Apriori algorithm (Items frequently bought together): A basic explanation of how it works

Aug 13

Aug 13 E-commerce Product Recommendations: Apriori algorithm (Items frequently bought together): A basic explanation of how it works

Disclaimer: I’m not the first to crack this. So, all ideas ideas here may/may not have been expressed in more simpler / more complicated ways. The original post I did was a bit short on the explanation and focused more on building product recommendations in Orange Machine Learning. That article also references other blog posts / videos that I used in trying to understand. I’ll try to be as basic as I can in explaining this [ELI5 version], this is obviously based on what I understood. Let’s try!

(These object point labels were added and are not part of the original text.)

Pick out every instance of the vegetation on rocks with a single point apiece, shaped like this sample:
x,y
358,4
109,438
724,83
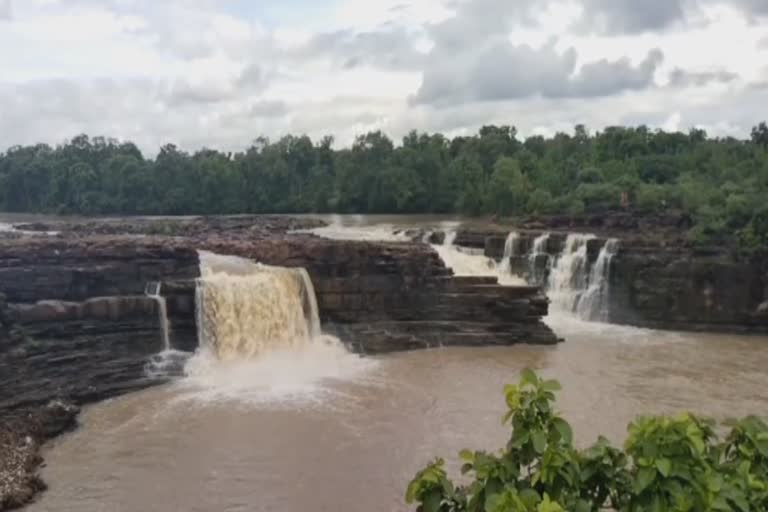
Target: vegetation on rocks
x,y
668,464
719,182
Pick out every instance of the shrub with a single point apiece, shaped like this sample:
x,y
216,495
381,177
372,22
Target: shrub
x,y
668,464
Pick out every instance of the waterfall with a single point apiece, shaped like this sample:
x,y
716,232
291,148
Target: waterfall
x,y
573,287
153,289
539,252
595,301
260,337
246,309
450,238
570,275
510,251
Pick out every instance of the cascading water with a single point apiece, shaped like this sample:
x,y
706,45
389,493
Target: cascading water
x,y
154,290
260,336
539,260
254,309
594,303
510,251
247,316
569,277
467,262
573,288
168,362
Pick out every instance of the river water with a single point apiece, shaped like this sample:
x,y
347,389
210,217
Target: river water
x,y
325,430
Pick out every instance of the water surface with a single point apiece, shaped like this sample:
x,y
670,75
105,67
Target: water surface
x,y
352,441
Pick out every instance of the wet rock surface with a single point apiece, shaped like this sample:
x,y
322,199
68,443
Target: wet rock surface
x,y
22,433
76,323
657,279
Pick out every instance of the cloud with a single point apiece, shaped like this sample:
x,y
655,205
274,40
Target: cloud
x,y
6,11
752,7
505,71
629,16
392,48
208,73
682,78
268,108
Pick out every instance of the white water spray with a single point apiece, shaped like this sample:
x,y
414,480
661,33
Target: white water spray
x,y
576,290
260,335
510,251
569,276
466,262
539,251
154,290
594,303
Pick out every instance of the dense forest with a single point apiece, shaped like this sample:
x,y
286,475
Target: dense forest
x,y
722,183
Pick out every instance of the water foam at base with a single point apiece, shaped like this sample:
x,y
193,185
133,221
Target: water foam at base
x,y
260,338
473,262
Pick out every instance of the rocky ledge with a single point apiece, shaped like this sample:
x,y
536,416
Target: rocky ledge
x,y
76,324
22,433
657,279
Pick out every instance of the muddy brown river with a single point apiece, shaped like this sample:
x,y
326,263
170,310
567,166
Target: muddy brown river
x,y
334,432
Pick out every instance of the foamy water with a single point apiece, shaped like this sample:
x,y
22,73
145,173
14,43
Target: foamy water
x,y
309,375
260,338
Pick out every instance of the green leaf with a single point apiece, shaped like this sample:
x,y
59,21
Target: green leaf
x,y
432,501
645,477
539,439
664,466
529,377
564,429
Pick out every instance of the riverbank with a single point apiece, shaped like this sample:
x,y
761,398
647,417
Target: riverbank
x,y
84,305
22,434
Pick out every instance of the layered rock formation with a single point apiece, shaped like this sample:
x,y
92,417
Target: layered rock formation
x,y
77,323
22,432
656,278
82,327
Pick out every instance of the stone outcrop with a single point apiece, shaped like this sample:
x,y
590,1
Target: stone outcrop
x,y
22,433
656,280
79,324
383,297
84,330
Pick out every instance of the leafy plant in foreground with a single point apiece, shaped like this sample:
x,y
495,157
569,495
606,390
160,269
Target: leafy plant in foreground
x,y
668,464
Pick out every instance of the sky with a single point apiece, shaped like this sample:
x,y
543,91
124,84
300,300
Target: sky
x,y
220,73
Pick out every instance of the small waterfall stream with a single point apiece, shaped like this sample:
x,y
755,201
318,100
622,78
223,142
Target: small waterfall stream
x,y
510,251
154,289
594,302
573,287
260,336
538,271
247,309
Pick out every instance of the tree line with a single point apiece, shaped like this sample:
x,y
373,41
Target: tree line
x,y
721,183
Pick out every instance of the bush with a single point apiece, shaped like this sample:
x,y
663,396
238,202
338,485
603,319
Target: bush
x,y
674,464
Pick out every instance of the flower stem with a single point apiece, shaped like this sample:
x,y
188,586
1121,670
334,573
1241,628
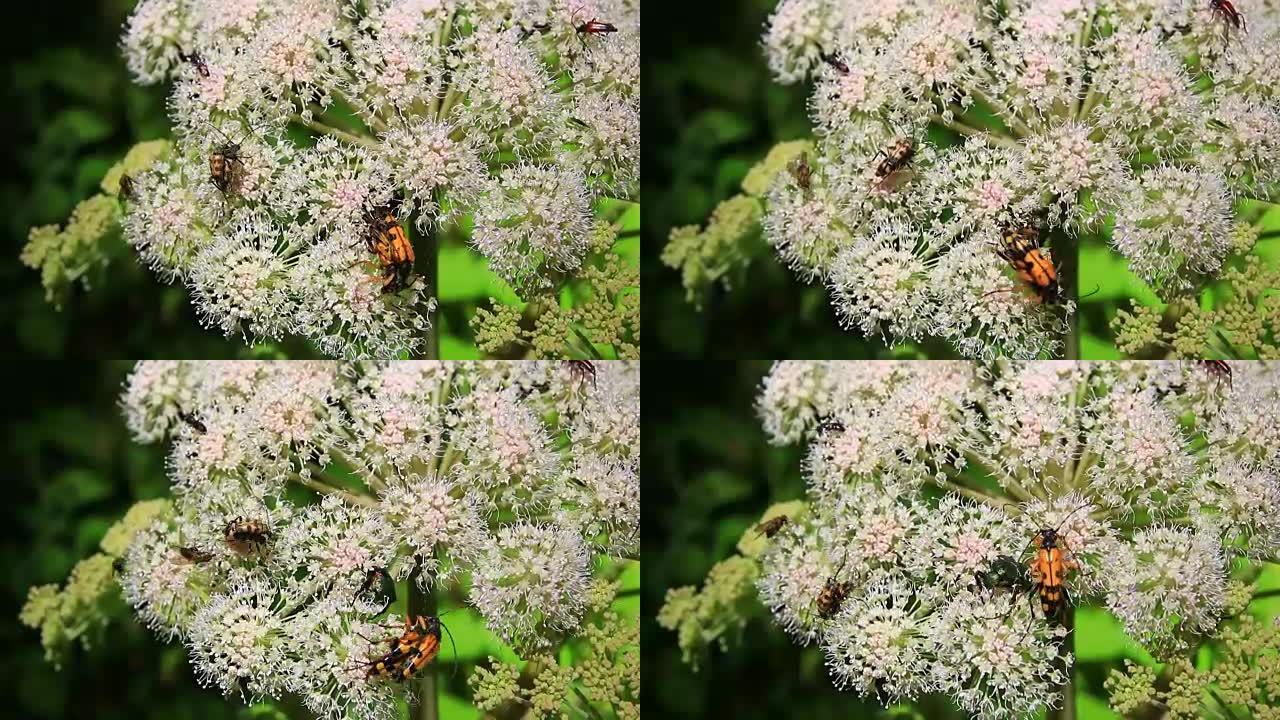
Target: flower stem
x,y
423,701
1066,710
430,267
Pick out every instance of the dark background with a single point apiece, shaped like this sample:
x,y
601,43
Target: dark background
x,y
711,112
73,113
71,472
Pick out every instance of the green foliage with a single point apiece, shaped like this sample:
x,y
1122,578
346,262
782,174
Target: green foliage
x,y
712,112
595,675
709,469
91,297
1233,317
72,474
592,315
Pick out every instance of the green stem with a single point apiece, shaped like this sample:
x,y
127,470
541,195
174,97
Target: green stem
x,y
1066,710
423,698
429,258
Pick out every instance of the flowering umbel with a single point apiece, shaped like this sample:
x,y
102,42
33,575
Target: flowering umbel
x,y
942,127
512,484
915,559
300,126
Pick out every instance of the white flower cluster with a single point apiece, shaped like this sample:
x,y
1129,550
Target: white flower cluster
x,y
300,122
510,479
1155,475
1068,115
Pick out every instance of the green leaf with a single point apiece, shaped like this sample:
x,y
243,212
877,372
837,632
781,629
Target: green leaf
x,y
1101,638
1102,267
453,707
81,487
717,128
1093,347
453,347
82,126
464,274
471,637
1089,706
263,711
723,487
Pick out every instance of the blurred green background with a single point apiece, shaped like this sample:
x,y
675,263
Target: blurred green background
x,y
1106,274
73,113
711,112
709,475
72,473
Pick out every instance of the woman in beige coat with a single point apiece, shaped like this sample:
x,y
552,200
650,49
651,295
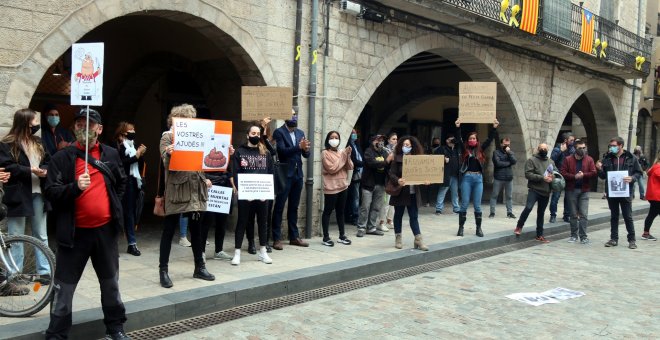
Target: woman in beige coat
x,y
186,192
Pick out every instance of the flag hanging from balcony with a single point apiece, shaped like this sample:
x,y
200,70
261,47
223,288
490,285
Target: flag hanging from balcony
x,y
530,16
587,33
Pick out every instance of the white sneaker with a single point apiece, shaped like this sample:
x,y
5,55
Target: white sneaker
x,y
184,242
221,255
263,256
236,260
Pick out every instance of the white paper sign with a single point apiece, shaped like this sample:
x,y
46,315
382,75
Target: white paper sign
x,y
255,187
616,187
87,74
219,199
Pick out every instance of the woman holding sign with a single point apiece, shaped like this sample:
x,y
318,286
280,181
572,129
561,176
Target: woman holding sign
x,y
186,192
408,195
472,164
251,158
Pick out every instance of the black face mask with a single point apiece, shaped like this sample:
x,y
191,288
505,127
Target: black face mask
x,y
254,140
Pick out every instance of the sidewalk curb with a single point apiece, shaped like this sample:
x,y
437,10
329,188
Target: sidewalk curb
x,y
172,307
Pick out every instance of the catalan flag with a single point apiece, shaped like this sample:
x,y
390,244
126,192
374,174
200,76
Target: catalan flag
x,y
530,17
587,33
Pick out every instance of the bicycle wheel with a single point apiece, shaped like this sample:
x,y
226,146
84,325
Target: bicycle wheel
x,y
27,276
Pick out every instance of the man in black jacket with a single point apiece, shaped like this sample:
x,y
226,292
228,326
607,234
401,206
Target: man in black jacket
x,y
88,214
503,162
373,187
618,159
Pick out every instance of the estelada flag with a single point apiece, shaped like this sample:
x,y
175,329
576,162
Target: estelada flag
x,y
530,17
587,32
200,144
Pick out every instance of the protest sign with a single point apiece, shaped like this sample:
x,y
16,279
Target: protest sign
x,y
477,102
219,199
420,169
200,145
259,102
255,187
87,74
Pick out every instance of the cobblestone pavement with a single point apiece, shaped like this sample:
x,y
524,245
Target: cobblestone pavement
x,y
468,301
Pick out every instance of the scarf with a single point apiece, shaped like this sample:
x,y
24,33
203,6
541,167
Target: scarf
x,y
133,170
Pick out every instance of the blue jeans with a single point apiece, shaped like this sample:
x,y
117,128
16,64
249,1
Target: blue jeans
x,y
442,192
412,214
472,187
16,226
508,195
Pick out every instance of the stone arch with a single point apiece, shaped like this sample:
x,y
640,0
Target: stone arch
x,y
476,62
209,20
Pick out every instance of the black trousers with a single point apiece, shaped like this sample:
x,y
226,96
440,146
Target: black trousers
x,y
626,210
99,244
219,222
247,210
335,202
172,224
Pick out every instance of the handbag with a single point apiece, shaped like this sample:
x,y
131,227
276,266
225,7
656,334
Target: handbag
x,y
159,201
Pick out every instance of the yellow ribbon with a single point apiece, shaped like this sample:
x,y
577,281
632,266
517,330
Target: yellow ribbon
x,y
503,6
514,11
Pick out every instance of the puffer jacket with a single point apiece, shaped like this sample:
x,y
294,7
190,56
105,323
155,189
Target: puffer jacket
x,y
185,191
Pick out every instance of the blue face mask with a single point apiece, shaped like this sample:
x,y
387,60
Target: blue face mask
x,y
53,121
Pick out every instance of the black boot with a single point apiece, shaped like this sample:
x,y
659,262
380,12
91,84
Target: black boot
x,y
165,281
461,222
477,219
202,273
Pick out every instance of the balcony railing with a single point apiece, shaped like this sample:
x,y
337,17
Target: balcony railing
x,y
623,46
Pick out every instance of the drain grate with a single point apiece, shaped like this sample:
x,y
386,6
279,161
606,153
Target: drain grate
x,y
203,321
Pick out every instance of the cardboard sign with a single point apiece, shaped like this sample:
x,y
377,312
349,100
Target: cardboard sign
x,y
258,102
219,199
477,102
255,187
87,74
420,169
200,145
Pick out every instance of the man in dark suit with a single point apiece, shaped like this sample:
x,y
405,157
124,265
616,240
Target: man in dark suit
x,y
291,145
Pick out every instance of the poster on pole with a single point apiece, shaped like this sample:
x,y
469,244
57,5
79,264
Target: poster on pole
x,y
219,199
477,102
258,102
87,74
616,187
200,144
420,169
255,187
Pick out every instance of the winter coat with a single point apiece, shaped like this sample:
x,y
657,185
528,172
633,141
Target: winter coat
x,y
185,191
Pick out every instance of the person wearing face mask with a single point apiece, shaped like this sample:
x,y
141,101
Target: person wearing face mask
x,y
251,158
559,153
53,136
503,162
578,170
472,163
372,186
409,196
24,158
352,211
86,200
130,158
618,159
538,184
450,151
336,165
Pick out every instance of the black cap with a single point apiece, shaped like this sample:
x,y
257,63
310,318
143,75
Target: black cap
x,y
93,115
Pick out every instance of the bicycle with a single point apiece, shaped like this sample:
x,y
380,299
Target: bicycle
x,y
23,290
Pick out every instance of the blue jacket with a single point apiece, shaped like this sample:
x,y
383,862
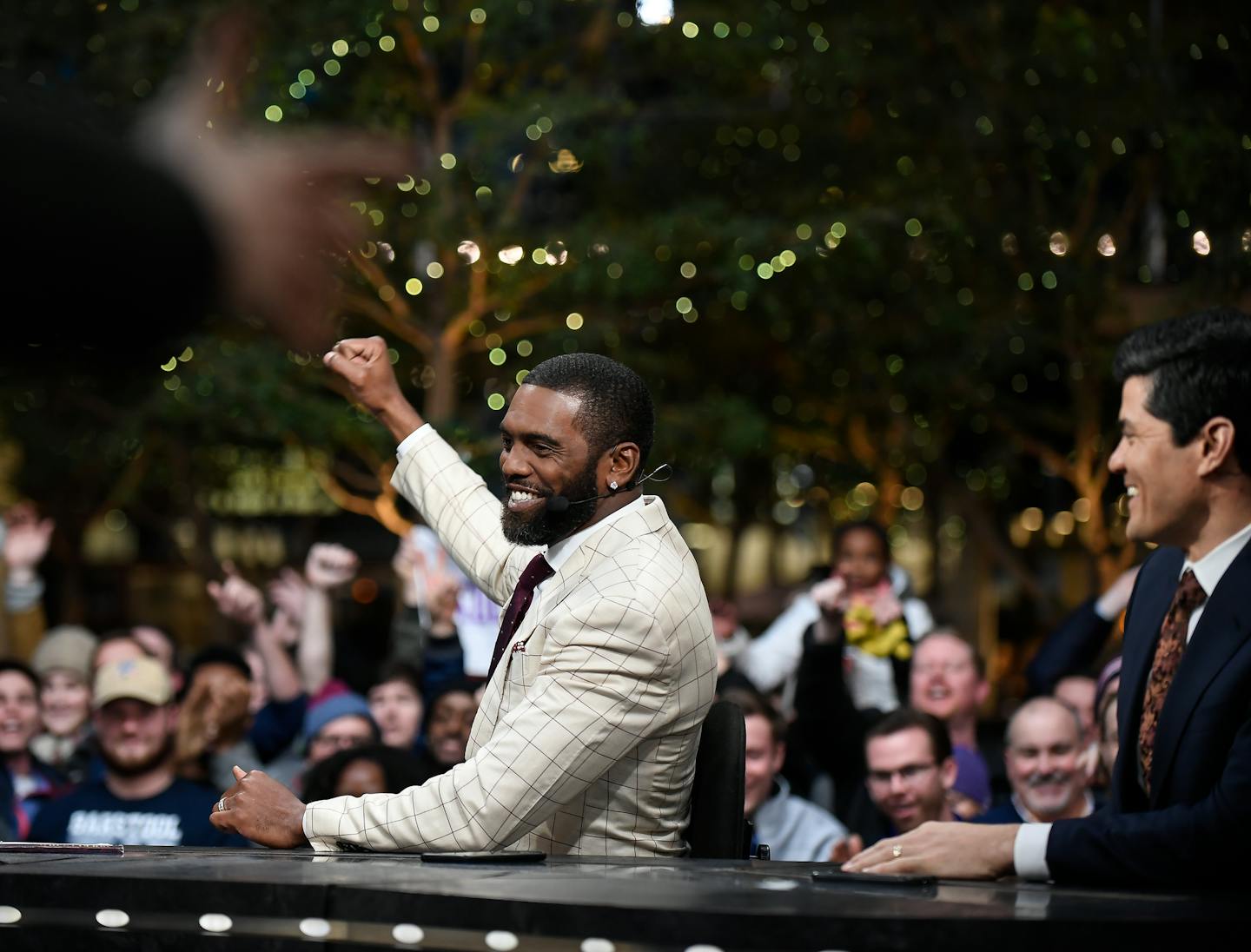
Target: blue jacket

Edit: Post has been updated to use * symbol to imply an AND condition between two products instead of + symbol, based on Disqus comment.

Let’s say you have a website that sells three items: Item X, Item Y, Item Z. As it would happen, users purchase only X on some occasions while they might some times add X * Y, or go X * Z, or just Y, or just Z, or Y * Z or X * Z. Which products should you recommend?

In all explanations of apirori algorithm, you’ll come across three main metrics: Support, Confidence and Lift.

What are these metrics and how do they work together in building recommendations?

I’ll first try to explain these metrics (using X, Y, Z) and then use an example to bring it together via a live example.

Support: With all the combinations that R/Python (or any other platform) needs to run between product combinations, Support is a starting point. This metric measures what % of total transactions contain the two (or more) combinations that are being purchased. This seems fair. You wouldn’t show X and Y together, if you knew that these items were purchased together say, only 5% of the times, compared to X * Z, which were purchased 10% of the time. The higher the Support metric, the more you can be sure that these items have a closer relationship. In apriori algorithm, you also need to decide on a minimum support level. The lower the minimum support you set, the more flexible you’re being with the parameters in finding recommendations. You could say, I only want to show recommendations when the minimum support was at least 30% - which is fine, except that it becomes way harder to find any product combinations that were purchased this frequently. In Orange ML, it’s as simple as using the minimum support slider + refresh to see if Orange ML could find recommendations that met the criteria.

Confidence: Once you know Support, you then go trying to calculate Confidence metric. This metric divides the Support metric by the antecedent. Let’s go with X * Z as an example. X would the antecedent (product in basket) while Z would be the consequent (the recommendation).

So, Confidence metric divides X * Z / frequency of X. As the percentage total of transactions that contain X * Z has to be lower than the percentage of transactions that contain X, Confidence metric tries to understand how closely is X * Z related to X. The higher the confidence metric, the better it is. Again, you can set minimum Confidence levels in the algorithm. So, if you set a very high Confidence level, you might not get recommendations.

Lift: Once you know Confidence metric., you then divide it by frequency of item Z to know how much better is it. You’d want a Lift metric > 1 and any sorts that you do on the Lift column would be in descending order. The higher the Lift, the better results you can expect by showing these two items together. The higher the denominator frequency, the more popular the product is on its own anyway. Therefore, showing it together would make more sense.

Let’s work with an example: Below example looks at six transactions on our store, where X, Y , Z were sold.

items purchased together apriori algorithm sample data.JPG

N = 6 as there are six transactions.

4 transactions contain X. Therefore, freq(X) = 0.67 [ 4/6]

3 transactions contain Y. Therefore, freq(Y) = 0.50 [3/6]

4 transactions contain Z. Therefore, freq(Z) = 0.67 [4/6]

So, let’s say we can show X * Y, Y * Z, X * Z , where X is the antecedent. Y and Z would be the possible consequents.

X + Y scenario:

Support (X*Y)/N = 0.17 [1 transaction that contains both X and Y divided by total 6 transactions]

Confidence: Support/freq(X) = 0.25 [ 0.17 Support divided by 0.67]

Lift : Confidence/freq (Y) = 0.50 [0.25 Confidence divided by freq (Y) , 050]

X * Z scenario:

Support (X=Z)/N = 0.50 [3 transactions that contain X and Z out of 6 transactions]

Confidence: Support/freq(X): 0.75 [0.50 Support divided by freq(X), 0.67]

Lift: Confidence/freq(Z): 1.13 [0.75 Confidence divided by freq(Z), 0.67]

Now, when you compare Lift between X * Y and X * Z scenarios, the latter has a 2.3X better Lift metric and therefore, would be a much better combination to show.

That’s pretty much it. The apriori algorithm runs this at scale across all the product combinations to maximize the Lift metric based on your chosen level of minimum Support, Confidence.